In this segment, I just want to give a brief summary in conclusion of what we’ve done. In the first segment, we dealt with the content of Mark, did sort of a run-through there. And Mark being the first gospel, we then segued into the next segment and we dealt with Matthew’s use of Mark, highlighting Matthew’s material being correlated with Mark’s material and what that looks like. We used a couple of examples. Matthew 3:1-12, we correlated it with Mark 1:1-8. And we also dealt with Matthew 3:13-17, correlating that with Mark 1:9-11. So those were kind of in sequence. The first example of Matthew 3:1-12 involved the ministry of John the Baptist, which Matthew expands significantly in his use of the Marcan tradition, in tandem with his use of the Marcan tradition. And then, of course, you’ve got a slight expansion of the baptism of Jesus as ascribed in Matthew over against Mark’s description of the baptism.
In the segment after that, we dealt with Luke’s use of Mark. And that is a bit more complicated because technically we’re talking about Luke’s use of Mark, the use of Lucan material in tandem with Marcan material. But it opens up the question, at least in the case of the temptation in the wilderness as depicted in Luke. That can actually be compared to the Matthean tradition. What does Matthew do in relation to Luke, and vice-versa? But we did not address that issue because that would have gone beyond the boundaries of what we intended to do today. So we looked at the content of Mark. We looked at Matthew’s use of Mark and we looked at Luke’s use of Mark, using two examples from each of those segments in terms of the use of Mark.

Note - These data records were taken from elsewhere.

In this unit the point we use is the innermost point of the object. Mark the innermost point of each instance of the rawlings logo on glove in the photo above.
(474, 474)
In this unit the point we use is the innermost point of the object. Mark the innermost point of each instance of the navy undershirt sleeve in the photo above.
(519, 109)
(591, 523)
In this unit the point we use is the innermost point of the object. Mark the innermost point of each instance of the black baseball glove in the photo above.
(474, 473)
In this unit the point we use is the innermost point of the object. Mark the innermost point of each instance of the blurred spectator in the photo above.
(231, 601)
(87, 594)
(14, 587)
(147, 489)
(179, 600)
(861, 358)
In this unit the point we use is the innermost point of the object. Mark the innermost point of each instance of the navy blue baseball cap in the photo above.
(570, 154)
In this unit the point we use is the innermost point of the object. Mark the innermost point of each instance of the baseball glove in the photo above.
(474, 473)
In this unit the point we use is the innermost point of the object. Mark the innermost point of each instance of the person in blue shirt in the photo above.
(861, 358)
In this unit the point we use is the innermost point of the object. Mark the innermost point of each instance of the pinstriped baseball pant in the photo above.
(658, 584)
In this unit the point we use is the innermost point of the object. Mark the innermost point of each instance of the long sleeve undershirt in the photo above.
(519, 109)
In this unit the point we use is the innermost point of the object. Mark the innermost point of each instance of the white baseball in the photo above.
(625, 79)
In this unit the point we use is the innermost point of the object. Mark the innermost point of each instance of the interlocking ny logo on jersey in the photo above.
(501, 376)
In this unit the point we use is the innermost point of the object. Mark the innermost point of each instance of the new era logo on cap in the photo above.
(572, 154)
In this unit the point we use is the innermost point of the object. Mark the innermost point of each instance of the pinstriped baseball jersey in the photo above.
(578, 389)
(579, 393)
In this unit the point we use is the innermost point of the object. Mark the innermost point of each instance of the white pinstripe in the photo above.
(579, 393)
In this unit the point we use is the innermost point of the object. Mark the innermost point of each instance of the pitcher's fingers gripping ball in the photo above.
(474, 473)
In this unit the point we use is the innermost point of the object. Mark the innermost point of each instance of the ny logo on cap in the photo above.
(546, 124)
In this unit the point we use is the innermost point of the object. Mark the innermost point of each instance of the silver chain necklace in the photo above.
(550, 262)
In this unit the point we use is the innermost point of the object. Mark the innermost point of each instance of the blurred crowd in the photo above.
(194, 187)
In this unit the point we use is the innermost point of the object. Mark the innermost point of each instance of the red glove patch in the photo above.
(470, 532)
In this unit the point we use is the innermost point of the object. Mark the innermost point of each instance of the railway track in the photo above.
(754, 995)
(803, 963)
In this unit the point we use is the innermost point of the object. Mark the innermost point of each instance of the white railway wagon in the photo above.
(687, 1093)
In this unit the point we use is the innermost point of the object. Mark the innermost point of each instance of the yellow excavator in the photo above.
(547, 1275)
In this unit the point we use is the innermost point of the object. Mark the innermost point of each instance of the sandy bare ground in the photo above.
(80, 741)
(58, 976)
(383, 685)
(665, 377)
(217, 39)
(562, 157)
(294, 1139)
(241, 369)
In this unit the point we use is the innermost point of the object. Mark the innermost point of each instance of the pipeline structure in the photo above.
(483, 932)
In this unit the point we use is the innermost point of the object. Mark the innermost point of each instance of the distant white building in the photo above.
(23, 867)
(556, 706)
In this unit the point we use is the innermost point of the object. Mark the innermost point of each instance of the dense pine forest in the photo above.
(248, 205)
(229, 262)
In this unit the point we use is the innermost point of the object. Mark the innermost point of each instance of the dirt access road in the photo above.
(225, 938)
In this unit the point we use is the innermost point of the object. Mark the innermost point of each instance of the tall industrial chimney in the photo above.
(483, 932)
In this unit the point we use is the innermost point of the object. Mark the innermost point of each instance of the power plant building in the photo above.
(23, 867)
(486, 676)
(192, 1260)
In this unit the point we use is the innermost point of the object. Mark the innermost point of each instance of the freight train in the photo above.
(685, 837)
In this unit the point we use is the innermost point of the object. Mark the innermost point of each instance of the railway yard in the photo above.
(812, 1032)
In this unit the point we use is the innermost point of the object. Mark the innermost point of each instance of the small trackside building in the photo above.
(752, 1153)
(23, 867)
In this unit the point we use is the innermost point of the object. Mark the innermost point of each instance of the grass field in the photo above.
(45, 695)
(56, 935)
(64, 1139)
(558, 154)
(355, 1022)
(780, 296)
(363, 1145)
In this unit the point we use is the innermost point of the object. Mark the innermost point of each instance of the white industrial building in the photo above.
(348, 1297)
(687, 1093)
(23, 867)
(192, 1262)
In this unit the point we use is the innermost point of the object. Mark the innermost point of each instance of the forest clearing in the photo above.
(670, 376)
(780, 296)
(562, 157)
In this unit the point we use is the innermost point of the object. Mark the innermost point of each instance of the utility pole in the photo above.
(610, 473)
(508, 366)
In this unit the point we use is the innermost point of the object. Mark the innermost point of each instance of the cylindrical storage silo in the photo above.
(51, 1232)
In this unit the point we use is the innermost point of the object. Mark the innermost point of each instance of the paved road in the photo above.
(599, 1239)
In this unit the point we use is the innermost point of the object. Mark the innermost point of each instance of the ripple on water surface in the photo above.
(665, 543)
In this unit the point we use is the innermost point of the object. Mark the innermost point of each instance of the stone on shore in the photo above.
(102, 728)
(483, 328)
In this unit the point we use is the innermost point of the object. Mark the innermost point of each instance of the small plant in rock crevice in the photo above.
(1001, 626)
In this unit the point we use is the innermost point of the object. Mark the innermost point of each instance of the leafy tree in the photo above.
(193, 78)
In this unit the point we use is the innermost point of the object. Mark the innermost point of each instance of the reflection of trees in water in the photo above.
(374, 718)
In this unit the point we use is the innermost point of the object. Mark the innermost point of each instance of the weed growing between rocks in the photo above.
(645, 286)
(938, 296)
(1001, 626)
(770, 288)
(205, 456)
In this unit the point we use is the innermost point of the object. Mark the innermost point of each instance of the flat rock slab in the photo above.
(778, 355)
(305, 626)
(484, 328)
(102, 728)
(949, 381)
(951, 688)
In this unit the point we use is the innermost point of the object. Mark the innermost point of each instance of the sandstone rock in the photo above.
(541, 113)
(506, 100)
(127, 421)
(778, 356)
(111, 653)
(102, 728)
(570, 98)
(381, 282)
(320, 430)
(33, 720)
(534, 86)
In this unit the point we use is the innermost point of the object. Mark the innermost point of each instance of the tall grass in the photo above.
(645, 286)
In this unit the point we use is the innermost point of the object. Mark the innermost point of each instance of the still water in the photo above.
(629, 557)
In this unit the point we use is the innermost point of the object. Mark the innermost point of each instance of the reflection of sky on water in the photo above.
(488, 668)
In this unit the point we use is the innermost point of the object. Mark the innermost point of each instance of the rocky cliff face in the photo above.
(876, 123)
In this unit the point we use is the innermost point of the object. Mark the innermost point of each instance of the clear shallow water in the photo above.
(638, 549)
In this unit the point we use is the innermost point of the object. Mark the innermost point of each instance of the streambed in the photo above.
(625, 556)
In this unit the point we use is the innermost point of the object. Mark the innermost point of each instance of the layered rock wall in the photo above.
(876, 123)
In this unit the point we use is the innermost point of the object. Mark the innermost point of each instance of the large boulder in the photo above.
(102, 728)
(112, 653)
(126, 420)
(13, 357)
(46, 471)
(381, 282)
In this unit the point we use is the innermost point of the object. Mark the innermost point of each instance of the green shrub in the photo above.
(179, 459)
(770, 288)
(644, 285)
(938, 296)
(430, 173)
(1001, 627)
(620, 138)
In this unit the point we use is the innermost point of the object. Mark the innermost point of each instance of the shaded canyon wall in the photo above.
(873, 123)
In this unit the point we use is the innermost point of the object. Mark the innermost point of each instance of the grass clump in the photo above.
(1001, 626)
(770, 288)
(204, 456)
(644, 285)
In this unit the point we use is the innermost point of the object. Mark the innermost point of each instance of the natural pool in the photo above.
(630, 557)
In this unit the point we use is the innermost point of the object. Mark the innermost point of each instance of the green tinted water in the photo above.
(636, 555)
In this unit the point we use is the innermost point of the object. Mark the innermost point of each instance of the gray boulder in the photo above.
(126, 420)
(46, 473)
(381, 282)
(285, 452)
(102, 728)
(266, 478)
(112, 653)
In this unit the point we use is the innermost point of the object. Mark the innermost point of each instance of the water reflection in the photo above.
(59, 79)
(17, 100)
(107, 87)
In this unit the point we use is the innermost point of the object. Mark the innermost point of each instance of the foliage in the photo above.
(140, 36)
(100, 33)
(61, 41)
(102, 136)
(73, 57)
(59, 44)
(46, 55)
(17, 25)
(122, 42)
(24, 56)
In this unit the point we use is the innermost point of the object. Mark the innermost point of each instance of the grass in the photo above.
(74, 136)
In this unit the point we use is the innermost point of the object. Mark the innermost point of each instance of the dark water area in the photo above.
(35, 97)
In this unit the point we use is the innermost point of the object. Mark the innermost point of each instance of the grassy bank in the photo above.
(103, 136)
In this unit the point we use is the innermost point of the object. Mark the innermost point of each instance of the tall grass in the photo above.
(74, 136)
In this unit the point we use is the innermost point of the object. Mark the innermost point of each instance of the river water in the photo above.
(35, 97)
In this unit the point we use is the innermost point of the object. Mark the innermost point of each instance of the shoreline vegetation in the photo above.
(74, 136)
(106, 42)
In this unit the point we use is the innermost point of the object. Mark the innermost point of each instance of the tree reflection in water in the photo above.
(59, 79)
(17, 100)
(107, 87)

And so the upshot of all of this, the summary of all of this is that the evangelists are quite creative under the impress and the direction of the Holy Spirit in their use of the material. They use Mark in different ways. A full study of their use of Mark would show that they use Mark in divergent ways. They break up Mark differently, but they use all of it. But in all of that, their sequence remains unchanged. Even though the structure of Mark is broken up according to their editorial purposes, the writing of their gospels under the impress of the Holy Spirit, they use all of Mark and they use all of Mark in sequence.